Com efeito, a Reforma proposta pela PEC não é somente previdenciária, eis que altera significativamente o único benefício de prestação continuada previsto na LOAS, para os idosos e os deficientes que não possam prover seus sustentos. Neste sentido, é proposto dois pontos que queremos destacar como nocivos: primeiro, o fato de a idade subir dos 65 anos atuais para os 70 anos, em aumento gradativo de um ponto a cada dois anos, e, segundo, o fato de ser desatrelado do salário mínimo. O retrocesso social neste direito é evidente. Isso porque, quando da promulgação da Lei n. 8742/93, a idade mínima era justamente 70 anos, vindo a ser reduzida para 67, até chegar aos 65 anos atuais. Não é possível retrocesso nesse sentido, mormente quando são justamente os mais pobres e vulneráveis que dele precisam para sobreviver.
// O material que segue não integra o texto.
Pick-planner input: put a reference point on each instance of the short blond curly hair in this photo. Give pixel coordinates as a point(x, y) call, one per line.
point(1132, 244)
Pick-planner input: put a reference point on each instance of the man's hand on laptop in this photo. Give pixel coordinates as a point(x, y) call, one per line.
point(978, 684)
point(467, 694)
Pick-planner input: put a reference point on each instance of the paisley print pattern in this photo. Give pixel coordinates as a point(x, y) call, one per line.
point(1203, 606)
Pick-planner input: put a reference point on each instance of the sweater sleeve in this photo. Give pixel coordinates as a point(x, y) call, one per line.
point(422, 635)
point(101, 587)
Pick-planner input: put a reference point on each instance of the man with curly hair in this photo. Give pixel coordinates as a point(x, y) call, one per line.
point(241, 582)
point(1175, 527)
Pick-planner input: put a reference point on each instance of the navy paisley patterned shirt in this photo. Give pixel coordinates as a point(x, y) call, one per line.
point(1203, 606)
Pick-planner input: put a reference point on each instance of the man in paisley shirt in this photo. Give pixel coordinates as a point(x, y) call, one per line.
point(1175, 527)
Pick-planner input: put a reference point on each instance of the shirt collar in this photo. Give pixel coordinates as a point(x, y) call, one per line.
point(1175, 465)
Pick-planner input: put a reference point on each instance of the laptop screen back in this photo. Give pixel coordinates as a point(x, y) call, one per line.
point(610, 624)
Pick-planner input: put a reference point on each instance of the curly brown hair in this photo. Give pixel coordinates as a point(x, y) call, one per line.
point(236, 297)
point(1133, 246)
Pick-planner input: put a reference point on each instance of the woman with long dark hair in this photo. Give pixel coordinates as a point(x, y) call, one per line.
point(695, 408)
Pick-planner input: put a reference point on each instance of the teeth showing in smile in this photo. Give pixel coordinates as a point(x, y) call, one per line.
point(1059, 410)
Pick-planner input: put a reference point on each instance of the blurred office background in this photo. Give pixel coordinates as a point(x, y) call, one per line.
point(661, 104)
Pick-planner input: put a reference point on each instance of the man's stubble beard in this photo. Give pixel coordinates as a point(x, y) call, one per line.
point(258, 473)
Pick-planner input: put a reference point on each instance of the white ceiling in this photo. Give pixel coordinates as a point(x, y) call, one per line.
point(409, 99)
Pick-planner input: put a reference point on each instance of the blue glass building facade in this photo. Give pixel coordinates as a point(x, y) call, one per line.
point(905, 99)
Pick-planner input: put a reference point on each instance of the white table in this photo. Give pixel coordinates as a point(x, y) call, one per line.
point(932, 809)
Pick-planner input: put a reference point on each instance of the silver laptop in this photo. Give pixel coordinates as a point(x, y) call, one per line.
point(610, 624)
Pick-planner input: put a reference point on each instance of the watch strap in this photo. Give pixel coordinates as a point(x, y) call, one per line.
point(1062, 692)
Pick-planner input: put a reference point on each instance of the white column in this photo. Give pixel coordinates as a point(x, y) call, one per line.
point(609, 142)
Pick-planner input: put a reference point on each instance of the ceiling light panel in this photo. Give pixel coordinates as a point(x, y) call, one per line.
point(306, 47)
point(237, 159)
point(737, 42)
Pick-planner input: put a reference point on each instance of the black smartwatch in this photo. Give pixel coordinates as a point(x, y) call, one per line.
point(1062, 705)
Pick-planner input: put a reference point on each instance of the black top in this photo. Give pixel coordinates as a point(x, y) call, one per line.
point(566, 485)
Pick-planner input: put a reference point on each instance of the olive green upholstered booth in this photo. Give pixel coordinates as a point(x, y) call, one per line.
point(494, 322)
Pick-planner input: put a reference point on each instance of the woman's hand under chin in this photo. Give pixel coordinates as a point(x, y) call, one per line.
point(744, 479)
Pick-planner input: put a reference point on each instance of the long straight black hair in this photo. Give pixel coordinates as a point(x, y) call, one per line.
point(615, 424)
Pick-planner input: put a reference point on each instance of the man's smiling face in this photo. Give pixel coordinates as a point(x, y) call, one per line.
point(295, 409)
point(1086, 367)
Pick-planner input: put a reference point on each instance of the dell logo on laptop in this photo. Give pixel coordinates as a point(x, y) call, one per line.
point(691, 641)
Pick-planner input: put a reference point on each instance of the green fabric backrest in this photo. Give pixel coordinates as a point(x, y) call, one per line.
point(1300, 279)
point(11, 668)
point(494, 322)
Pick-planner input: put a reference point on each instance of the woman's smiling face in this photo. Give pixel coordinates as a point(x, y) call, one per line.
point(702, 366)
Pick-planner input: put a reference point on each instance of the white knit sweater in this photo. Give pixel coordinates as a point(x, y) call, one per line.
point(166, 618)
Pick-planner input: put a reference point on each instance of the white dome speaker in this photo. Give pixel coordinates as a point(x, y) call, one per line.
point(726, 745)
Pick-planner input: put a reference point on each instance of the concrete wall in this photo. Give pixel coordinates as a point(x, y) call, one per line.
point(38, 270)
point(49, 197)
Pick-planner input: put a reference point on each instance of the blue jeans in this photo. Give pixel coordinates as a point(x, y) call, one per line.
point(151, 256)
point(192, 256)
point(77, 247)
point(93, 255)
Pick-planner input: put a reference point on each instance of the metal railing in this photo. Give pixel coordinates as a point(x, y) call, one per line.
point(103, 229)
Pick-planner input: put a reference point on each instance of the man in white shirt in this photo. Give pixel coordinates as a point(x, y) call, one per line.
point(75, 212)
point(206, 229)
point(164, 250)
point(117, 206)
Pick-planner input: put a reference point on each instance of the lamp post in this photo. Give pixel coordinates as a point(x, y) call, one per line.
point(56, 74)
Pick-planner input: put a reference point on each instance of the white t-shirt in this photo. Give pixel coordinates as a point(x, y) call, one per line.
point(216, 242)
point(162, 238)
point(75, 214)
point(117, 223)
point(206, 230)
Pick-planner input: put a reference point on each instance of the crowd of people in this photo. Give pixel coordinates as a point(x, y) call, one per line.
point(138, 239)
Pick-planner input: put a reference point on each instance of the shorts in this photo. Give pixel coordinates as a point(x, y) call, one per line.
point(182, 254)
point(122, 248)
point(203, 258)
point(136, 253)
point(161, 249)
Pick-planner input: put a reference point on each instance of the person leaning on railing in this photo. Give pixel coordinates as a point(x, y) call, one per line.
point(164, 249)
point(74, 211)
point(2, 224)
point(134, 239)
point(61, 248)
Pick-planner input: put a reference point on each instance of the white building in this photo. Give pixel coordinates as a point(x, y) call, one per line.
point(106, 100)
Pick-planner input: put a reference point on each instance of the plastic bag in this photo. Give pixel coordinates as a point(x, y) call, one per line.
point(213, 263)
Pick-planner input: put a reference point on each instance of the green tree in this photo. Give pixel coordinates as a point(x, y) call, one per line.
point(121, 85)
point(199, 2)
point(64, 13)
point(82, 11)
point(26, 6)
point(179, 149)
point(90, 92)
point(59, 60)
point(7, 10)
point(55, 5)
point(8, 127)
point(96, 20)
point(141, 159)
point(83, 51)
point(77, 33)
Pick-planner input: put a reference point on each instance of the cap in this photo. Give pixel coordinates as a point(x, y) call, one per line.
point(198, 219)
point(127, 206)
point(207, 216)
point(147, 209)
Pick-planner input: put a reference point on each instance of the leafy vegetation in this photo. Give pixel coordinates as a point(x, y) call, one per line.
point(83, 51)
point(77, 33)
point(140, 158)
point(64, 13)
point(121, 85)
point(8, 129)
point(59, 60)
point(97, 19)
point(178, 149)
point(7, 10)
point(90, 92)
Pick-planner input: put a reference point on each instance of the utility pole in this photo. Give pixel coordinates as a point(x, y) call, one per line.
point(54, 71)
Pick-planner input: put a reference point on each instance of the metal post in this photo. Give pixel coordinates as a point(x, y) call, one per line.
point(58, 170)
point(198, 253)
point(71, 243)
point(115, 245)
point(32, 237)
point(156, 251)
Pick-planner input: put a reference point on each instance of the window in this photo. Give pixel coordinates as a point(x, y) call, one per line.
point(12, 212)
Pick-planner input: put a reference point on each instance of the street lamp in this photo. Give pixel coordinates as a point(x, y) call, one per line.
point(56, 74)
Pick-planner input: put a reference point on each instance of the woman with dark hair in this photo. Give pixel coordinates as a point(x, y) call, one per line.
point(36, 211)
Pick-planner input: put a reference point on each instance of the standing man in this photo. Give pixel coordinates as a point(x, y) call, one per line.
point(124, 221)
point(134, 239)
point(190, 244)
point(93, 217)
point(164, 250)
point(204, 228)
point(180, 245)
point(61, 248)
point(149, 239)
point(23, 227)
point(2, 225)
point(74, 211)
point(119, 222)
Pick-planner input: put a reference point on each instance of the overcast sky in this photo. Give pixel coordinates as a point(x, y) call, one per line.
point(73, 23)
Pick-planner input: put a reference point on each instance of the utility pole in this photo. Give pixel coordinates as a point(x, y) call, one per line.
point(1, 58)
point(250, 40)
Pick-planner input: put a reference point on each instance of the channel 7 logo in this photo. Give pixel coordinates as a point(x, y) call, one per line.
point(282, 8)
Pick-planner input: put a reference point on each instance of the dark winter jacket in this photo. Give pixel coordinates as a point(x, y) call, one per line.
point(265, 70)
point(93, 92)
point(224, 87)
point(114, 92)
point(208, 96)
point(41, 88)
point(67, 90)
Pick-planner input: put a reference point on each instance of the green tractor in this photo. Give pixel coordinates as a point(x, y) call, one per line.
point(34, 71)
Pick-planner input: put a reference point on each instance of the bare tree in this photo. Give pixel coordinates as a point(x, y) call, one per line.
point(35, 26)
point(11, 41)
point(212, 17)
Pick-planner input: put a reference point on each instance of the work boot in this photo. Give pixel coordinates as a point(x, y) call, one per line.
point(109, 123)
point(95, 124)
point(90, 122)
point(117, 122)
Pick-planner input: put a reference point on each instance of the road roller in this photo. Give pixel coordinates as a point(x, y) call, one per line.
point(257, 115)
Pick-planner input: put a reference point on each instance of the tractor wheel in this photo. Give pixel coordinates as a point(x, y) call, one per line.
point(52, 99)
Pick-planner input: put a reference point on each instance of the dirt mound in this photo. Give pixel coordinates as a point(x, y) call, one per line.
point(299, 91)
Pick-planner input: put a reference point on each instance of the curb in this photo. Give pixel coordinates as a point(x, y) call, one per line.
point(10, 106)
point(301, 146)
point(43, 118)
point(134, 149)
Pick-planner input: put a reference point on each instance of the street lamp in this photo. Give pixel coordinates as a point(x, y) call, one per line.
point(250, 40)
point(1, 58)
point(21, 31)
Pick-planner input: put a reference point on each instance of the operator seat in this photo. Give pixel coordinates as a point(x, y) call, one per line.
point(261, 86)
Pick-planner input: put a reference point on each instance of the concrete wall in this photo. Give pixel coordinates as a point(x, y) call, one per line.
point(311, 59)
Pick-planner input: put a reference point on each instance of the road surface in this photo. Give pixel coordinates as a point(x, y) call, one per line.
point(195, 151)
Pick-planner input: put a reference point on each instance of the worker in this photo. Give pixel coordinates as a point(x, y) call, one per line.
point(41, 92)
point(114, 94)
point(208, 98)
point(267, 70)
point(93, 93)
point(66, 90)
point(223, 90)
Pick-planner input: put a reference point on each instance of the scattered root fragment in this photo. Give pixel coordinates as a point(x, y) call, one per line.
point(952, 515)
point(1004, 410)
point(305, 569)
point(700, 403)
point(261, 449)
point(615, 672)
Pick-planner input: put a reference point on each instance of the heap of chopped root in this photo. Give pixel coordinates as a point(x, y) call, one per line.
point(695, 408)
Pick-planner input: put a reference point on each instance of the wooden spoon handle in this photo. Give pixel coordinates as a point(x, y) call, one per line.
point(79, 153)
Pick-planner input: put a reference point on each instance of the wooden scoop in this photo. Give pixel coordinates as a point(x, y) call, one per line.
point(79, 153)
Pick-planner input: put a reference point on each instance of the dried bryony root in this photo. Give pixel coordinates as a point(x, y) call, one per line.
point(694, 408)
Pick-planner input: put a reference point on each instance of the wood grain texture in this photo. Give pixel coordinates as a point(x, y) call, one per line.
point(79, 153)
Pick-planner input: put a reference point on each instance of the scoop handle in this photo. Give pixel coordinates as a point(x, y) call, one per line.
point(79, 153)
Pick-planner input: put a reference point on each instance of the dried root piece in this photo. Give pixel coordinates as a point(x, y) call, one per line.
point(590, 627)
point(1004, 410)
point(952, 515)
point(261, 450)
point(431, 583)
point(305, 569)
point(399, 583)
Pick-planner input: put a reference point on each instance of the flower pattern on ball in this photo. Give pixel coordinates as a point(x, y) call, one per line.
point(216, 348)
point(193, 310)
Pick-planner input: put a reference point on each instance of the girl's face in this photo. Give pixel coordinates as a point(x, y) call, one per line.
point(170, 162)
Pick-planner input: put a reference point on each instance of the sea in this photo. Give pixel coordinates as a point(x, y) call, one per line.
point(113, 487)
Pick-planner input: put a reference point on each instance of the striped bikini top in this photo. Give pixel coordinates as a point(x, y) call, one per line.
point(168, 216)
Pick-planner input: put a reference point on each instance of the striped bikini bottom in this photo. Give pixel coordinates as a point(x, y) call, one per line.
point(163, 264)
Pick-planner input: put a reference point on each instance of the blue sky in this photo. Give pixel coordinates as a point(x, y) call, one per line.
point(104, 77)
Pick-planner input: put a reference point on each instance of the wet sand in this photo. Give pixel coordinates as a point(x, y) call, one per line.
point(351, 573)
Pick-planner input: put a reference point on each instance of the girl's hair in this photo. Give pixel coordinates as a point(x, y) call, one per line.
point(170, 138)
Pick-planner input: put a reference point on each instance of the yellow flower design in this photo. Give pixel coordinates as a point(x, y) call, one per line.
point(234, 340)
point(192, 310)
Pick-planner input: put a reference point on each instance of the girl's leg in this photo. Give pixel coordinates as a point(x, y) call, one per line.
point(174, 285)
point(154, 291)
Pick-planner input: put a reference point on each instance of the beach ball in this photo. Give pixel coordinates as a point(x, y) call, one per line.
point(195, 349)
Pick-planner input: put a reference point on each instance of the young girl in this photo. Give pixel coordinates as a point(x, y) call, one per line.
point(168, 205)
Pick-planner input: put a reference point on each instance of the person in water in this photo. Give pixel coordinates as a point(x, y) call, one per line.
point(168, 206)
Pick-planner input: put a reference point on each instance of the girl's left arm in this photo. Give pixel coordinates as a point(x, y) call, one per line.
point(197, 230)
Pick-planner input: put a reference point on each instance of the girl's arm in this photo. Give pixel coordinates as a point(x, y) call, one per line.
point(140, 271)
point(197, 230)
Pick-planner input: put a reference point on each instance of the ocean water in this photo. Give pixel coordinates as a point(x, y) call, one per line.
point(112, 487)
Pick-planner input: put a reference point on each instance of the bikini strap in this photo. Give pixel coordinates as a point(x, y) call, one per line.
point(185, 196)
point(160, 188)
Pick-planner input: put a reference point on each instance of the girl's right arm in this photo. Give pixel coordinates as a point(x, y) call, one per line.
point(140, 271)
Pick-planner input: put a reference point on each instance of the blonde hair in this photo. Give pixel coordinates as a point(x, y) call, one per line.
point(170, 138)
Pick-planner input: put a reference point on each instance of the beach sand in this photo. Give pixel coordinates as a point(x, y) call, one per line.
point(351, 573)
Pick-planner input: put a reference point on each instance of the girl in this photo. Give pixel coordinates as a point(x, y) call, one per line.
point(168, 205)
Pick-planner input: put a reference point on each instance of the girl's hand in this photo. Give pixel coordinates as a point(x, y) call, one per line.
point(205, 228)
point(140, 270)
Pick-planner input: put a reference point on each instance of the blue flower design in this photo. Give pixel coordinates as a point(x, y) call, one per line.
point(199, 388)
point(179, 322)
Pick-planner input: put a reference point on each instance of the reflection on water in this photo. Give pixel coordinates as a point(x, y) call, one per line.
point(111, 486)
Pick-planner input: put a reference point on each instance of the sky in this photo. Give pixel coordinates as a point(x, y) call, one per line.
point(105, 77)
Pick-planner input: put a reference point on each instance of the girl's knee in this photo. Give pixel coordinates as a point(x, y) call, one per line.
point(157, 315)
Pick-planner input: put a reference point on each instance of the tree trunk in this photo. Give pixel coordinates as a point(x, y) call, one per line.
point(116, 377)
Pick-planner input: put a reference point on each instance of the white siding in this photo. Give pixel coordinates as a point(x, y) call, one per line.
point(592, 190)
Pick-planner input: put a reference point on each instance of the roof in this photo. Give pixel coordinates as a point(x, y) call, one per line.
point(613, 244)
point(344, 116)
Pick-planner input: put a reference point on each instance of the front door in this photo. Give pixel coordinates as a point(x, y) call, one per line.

Ademais, desvincular o BPC assistencial do salário mínimo é, tal como ocorrerá na pensão por morte caso a PEC for aprovada nestes termos, não garantir a provisão das comezinhas necessidades humanas.
 
Todo o desiderato constitucional de redução das desigualdades sociais (art. 3º, III),bem como do resguardo da dignidade da pessoa humana (art. 1º, inciso III) e a garantia de um salário mínimo (art. 7º, inciso IV) para prover os mínimos sociais e existenciais (art. 203, V), também não resiste e sucumbe.
 
Desse modo, não há dúvida que a PEC 287/17 afronta o disposto no artigo 60, § 4º,da Constituição Federal, que institui como cláusula pétrea a proteção dos direitos fundamentais individuais, entre os quais se encontram os direitos sociais, bem como o artigo 2º do Pacto Internacional dos Direitos Econômicos, Sociais e Culturais, a qual o Brasil é signatário, que por sua vez institui que os direitos sociais não podem nunca retroceder, mas somente avançar.
 
Por fim, a inverdade do suposto “déficit” do sistema, inexistente desde sempre, bastando um exame nas pesquisas realizadas pela ANFIP e outros institutos de pesquisas, não pode ter o condão de retroceder os direitos sociais de forma arbitrária, pois sem discussão com nenhum setor da sociedade.
 
Certo que é necessário repensar o sistema, a partir de premissas calcadas na JUSTIÇA SOCIAL e na equidade, o que somente será possível se atacada a raiz do problema: a disparidade de salários e proventos existentes no Brasil, aliado a um problema visceral no processo arrecadatório, representado pelas renúncias fiscais, pela exoneração das folhas depagamento, afetando diretamente a arrecadação), pela DRU (que aumentou este ano para 30%), pela sonegação de impostos, pela não cobrança dos grandes devedores da Previdência Social, pela certificação de filantropias de fachadas e tantas outras medidas que representariam o ingresso dos valores devidos à Seguridade Social como um todo.
 
*José Ricardo Caetano Costa é doutor em Serviço Social (PUCRS) e professor adjunto da FADIR/FURG.